Continuous subfascial wound infusion seems to be well tolerated by patients. In this study we selected ropivacaine as local anaesthetic because of its lower systemic toxicity and its shorter half-life comparing to bupivacaine and levobupivacaine. The infusion rate was chosen based on the study of Beaussier et al. showing that a constant rate of 0.2 % ropivacaine at 10 mL/h was well tolerated and associated with a sufficient margin of safety in colorectal surgery. (14) Liu’s et al. meta-analysis concerning the use of continuous wound catheters delivering local anaesthetics reported a 1% technical pump failure rate and similar infection rates between active (0.7 %) and control groups (1.2 %). (15) Current study observed no technical failure and no infection issue, probably explained by the inadequate sample size for this purpose. The same concept can be applied to explain the fact that some of the secondary outcomes showed a trend in favour of the ropivacaine group without reaching the threshold of statistical significance: pain by VAS at rest 6 hours after surgery, at rest 12 hours after surgery and at mobilisation 48 hours after surgery. Nevertheless, a previous assessor-blinded trial already evidenced beneficial effects of continuous subfascial wound infusion with ropivacaine after caesarean delivery, using pain at rest and at mobilisation on VAS as primary outcome. (9)

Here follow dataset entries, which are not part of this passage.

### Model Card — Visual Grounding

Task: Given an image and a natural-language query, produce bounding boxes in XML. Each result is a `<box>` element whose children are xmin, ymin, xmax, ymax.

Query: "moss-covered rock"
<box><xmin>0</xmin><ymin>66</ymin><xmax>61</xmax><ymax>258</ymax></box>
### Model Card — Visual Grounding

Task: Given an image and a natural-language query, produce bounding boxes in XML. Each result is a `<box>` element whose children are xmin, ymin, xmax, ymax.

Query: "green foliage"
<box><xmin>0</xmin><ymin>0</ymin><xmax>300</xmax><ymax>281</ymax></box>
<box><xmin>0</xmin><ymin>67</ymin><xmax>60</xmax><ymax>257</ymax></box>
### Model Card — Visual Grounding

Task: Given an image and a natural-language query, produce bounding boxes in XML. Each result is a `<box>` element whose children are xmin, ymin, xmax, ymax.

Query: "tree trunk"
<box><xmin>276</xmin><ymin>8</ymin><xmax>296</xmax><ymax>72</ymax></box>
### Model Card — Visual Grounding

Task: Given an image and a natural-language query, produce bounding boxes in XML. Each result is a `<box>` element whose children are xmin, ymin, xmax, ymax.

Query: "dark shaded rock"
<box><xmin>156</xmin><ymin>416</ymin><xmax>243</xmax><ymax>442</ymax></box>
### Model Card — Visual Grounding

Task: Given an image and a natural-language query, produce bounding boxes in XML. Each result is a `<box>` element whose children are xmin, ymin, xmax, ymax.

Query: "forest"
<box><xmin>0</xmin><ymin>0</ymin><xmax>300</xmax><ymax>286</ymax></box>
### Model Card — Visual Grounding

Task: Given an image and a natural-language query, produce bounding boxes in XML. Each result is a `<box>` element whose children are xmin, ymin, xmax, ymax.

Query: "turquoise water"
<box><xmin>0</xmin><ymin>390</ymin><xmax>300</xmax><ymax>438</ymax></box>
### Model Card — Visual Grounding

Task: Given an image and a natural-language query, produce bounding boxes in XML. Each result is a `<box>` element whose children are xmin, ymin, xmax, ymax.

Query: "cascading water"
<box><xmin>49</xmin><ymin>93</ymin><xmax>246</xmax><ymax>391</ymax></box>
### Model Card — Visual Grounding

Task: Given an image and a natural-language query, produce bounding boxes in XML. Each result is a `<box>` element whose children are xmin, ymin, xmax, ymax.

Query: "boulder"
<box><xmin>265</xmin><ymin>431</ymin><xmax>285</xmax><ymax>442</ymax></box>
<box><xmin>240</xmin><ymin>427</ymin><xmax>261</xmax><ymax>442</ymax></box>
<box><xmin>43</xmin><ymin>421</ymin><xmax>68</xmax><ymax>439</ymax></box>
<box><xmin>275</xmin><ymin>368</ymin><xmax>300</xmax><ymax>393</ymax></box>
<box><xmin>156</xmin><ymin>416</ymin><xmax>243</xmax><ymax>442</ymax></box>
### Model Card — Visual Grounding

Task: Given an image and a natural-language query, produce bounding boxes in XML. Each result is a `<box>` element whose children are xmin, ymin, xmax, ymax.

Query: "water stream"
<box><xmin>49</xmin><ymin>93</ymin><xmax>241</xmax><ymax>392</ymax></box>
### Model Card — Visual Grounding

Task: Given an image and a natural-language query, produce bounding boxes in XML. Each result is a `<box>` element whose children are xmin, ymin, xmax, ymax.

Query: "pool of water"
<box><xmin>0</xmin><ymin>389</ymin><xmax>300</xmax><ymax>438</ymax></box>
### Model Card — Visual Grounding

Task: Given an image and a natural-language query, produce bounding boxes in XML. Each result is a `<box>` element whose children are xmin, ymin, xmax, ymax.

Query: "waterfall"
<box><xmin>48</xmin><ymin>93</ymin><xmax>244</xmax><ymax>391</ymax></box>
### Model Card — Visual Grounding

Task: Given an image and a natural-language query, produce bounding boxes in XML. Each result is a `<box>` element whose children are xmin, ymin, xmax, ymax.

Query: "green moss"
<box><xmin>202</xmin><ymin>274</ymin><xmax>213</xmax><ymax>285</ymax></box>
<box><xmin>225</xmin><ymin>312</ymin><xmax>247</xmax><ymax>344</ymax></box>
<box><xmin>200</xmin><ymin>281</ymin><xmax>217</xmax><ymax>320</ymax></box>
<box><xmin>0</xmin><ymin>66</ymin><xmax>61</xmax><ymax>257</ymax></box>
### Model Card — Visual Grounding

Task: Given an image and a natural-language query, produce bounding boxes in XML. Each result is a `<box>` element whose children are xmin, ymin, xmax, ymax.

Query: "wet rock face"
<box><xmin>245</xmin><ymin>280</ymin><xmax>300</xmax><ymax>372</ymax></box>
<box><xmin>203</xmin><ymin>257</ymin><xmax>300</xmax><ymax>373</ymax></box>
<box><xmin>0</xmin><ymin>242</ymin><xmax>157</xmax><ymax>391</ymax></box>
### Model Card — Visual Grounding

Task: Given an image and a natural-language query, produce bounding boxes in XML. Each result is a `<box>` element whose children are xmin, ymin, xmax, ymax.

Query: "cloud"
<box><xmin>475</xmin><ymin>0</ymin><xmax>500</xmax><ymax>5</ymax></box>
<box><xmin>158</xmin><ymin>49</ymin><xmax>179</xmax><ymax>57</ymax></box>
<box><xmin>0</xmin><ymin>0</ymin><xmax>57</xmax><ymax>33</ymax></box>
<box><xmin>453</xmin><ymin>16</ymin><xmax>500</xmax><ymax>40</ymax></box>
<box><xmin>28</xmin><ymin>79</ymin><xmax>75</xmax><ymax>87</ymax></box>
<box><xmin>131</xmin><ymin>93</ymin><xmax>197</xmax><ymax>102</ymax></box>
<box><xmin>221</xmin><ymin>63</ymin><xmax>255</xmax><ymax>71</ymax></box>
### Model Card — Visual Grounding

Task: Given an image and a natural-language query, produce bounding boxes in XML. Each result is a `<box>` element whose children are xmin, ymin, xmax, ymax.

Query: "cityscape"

The strengths of the current study include the prospective, randomized controlled, double-blind design and the robust and rigorous methodological approach of the study protocol. Furthermore, using analgesic consumption on PCA device instead of VAS as primary outcome is likely to be more objective for pain evaluation. As far as we know, no other randomized controlled, double-blind studies were published comparing the analgesic efficacy of continuous ropivacaine versus placebo subfascial wound infusion after caesarean delivery using morphine consumption on PCA as primary outcome. The limitation of this study is the monocentric design.
In conclusion, continuous ropivacaine subfascial wound infusion trough a multi-holded catheter can be considered as an effective method for pain management in a multimodal analgesic approach after caesarean delivery and this without increasing the incidence of side effects.